出来が悪かったから? いや、むしろその逆である。理屈抜きに良いクルマだということが、その時点でも十分に伝わってきて、深く納得できてしまったからだ
もちろんそこで終了というわけにはいかないから、引き続きステアリングを握り続けたのだが、とにかく新型ポロ、走りの質が抜群に高く、気持ち良い。ボディの剛性感はますます高く、サスペンションの動きが格段にしなやかになった。贅沢なマルチリンク式リアサスペンションをもつ「ゴルフ」ならいざ知らず、ポロでもここまで快適性を高めてくるとは、意外と言っては失礼だが驚いた。

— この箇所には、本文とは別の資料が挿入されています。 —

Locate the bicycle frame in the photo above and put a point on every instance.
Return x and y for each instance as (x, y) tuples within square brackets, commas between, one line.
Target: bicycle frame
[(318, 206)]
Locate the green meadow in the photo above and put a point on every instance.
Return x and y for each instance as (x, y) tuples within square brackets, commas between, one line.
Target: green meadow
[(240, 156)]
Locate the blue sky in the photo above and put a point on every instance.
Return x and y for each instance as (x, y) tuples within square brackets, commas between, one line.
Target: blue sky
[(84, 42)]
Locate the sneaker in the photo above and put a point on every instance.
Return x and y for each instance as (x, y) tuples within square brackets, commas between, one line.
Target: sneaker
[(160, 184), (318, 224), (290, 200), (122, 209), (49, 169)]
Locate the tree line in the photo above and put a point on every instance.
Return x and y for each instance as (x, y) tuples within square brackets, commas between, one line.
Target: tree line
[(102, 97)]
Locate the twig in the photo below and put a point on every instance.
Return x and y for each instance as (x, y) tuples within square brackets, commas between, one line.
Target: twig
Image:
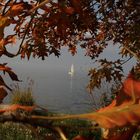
[(131, 52)]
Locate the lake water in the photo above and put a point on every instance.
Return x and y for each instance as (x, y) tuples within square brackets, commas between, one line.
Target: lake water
[(53, 87)]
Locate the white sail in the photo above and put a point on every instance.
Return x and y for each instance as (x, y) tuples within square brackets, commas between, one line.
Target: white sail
[(71, 72)]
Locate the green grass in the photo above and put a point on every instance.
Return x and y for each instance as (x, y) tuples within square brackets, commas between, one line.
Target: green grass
[(22, 97)]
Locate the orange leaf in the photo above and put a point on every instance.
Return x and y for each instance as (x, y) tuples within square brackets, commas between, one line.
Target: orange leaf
[(69, 10)]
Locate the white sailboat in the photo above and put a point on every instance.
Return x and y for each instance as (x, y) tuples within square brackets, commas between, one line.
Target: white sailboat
[(71, 72)]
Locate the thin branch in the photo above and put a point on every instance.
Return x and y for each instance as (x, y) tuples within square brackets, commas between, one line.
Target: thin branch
[(39, 5), (131, 52), (126, 60)]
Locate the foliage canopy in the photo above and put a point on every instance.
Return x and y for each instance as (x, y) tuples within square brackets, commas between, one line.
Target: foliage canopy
[(44, 27)]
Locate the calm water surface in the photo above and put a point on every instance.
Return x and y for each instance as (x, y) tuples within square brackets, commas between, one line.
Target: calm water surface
[(53, 87)]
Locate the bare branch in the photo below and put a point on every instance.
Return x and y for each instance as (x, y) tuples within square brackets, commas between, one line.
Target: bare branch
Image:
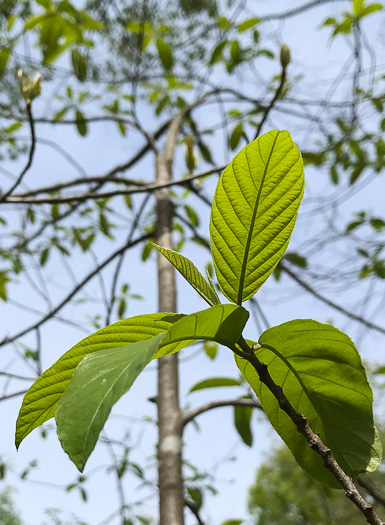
[(75, 290), (334, 305), (190, 416), (3, 198)]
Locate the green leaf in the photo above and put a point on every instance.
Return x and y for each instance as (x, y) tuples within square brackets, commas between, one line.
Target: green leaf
[(355, 174), (211, 349), (242, 420), (357, 7), (296, 259), (334, 175), (165, 54), (98, 383), (39, 403), (81, 123), (104, 376), (222, 323), (79, 65), (236, 135), (253, 213), (215, 382), (372, 8), (191, 273), (321, 374)]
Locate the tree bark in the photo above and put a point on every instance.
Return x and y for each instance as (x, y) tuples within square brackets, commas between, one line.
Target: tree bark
[(171, 493)]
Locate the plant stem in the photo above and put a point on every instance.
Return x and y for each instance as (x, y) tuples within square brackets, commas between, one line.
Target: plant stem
[(313, 439)]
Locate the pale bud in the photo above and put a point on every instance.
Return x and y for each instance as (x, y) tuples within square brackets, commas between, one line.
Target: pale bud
[(191, 157), (30, 88), (285, 57)]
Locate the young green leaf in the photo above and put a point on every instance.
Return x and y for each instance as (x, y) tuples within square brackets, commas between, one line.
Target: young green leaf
[(39, 403), (165, 54), (321, 374), (254, 211), (191, 273), (98, 383), (81, 123), (104, 376), (222, 323), (214, 382)]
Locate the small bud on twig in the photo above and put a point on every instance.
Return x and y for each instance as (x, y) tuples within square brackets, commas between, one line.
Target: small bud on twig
[(285, 57), (30, 88), (191, 157)]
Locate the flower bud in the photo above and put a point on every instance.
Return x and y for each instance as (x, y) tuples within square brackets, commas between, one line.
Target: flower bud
[(30, 88), (285, 57)]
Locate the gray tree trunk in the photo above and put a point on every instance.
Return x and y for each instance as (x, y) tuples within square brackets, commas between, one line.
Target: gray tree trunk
[(171, 496)]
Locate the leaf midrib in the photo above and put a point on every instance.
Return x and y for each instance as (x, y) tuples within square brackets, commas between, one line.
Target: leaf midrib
[(248, 242)]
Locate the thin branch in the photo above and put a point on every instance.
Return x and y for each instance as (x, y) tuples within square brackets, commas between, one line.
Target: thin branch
[(380, 498), (311, 437), (194, 509), (30, 156), (273, 101), (20, 199), (77, 288), (337, 307), (296, 11), (190, 416)]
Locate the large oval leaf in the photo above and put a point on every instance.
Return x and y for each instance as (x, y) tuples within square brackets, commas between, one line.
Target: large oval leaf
[(39, 403), (103, 377), (321, 374), (253, 213)]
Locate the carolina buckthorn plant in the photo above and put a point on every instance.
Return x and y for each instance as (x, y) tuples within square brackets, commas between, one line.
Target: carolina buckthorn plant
[(307, 375)]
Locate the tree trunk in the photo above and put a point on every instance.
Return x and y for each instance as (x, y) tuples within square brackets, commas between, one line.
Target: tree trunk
[(171, 496)]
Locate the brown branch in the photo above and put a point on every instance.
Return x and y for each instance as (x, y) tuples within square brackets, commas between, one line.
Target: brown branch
[(190, 416), (311, 437), (194, 509), (273, 101), (30, 156), (337, 307), (78, 182), (297, 11), (20, 199), (380, 498), (75, 290)]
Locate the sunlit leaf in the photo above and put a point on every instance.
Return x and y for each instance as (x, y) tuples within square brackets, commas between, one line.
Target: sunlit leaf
[(254, 211), (321, 374)]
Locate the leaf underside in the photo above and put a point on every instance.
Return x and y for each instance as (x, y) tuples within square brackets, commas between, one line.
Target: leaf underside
[(103, 377), (253, 213), (191, 273), (321, 374), (39, 403)]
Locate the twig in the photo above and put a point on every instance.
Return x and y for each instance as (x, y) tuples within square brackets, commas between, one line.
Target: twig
[(190, 416), (273, 101), (30, 156), (194, 509), (311, 437), (371, 490), (20, 199), (337, 307)]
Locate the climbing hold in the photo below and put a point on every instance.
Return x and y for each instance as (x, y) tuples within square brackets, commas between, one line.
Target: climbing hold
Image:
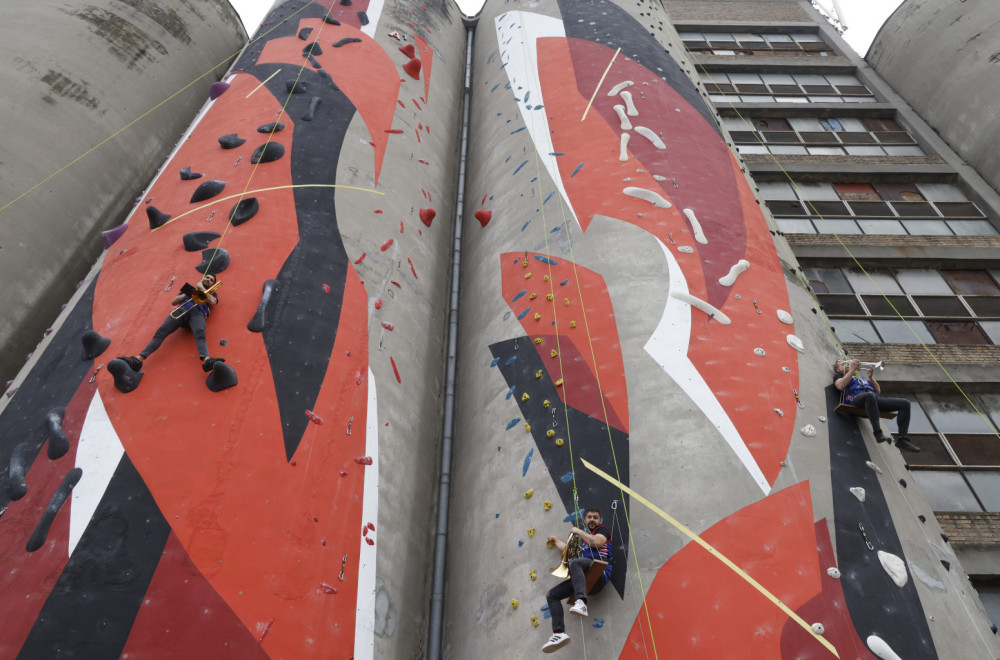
[(207, 190), (199, 240), (93, 344), (231, 141), (412, 68), (213, 261), (221, 377), (244, 210), (157, 218), (126, 380), (58, 442), (217, 89), (268, 152)]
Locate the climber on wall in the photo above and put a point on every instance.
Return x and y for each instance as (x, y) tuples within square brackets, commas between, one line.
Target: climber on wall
[(585, 548)]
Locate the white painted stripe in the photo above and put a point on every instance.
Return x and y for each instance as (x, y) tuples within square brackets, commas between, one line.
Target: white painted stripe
[(519, 54), (364, 618), (98, 453), (669, 344)]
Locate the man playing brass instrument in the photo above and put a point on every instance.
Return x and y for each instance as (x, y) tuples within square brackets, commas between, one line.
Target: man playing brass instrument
[(191, 312), (595, 544)]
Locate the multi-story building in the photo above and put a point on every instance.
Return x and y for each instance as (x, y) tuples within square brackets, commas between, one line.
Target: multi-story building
[(895, 233)]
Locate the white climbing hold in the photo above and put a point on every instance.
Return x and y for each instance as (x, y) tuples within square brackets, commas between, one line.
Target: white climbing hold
[(699, 235), (880, 648), (647, 196), (895, 567), (729, 279)]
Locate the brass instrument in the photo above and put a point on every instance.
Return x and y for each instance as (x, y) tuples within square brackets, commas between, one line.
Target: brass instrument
[(573, 549), (197, 296)]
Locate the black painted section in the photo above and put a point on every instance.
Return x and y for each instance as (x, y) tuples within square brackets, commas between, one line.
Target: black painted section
[(90, 611), (301, 318), (877, 606), (590, 441), (616, 28)]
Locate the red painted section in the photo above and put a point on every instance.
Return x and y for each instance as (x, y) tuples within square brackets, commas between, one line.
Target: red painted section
[(30, 576), (709, 182), (700, 608), (353, 70), (593, 369), (183, 617), (215, 462)]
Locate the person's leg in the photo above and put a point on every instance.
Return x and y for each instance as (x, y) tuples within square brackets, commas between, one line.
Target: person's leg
[(554, 598)]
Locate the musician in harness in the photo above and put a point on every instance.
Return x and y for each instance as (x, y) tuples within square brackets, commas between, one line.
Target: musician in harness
[(583, 555), (192, 307)]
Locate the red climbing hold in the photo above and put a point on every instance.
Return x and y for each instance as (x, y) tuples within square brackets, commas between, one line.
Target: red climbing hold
[(412, 68)]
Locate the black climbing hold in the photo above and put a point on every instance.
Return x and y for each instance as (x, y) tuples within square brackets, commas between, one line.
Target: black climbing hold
[(222, 377), (37, 539), (207, 190), (214, 261), (199, 240), (267, 153), (273, 127), (157, 218), (244, 210), (58, 442), (311, 112), (109, 236), (231, 141), (259, 319), (93, 344), (20, 461), (126, 380)]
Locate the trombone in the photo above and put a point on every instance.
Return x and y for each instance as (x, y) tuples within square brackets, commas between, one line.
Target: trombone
[(197, 296)]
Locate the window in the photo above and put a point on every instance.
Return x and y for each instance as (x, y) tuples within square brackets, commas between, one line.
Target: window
[(909, 305)]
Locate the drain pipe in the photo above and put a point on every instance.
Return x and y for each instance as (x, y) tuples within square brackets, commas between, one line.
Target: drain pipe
[(444, 481)]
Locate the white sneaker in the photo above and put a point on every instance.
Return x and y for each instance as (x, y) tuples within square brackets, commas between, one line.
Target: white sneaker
[(556, 642)]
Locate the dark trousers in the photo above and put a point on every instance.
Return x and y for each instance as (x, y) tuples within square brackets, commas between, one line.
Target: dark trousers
[(873, 404), (576, 584), (193, 320)]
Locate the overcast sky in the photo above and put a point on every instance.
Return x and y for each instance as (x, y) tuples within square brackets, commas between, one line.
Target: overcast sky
[(863, 17)]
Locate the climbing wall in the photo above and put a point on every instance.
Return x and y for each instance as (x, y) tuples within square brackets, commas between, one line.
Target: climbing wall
[(265, 508), (635, 338)]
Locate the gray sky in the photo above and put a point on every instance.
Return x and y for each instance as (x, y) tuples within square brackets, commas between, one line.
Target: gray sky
[(863, 17)]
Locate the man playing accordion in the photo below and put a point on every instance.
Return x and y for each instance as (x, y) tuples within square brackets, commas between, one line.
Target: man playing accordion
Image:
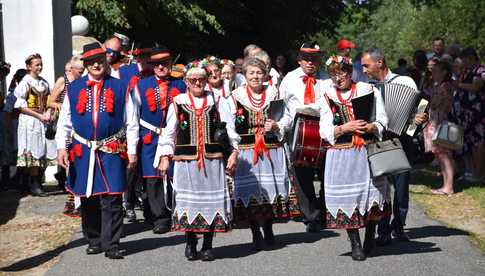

ハンドリングも素晴らしい。電動油圧式のパワーステアリングは、ゴルフのそれをさらに上回る饒舌な手応えを示し、直進時には中立付近で落ち着いた据わり感を、コーナリングでは正確なレスポンスを堪能させてくれる。躾けとしては安定志向ではあるが、一方でサイズなりの小気味良さもあって、フットワークはとても爽快なのだ。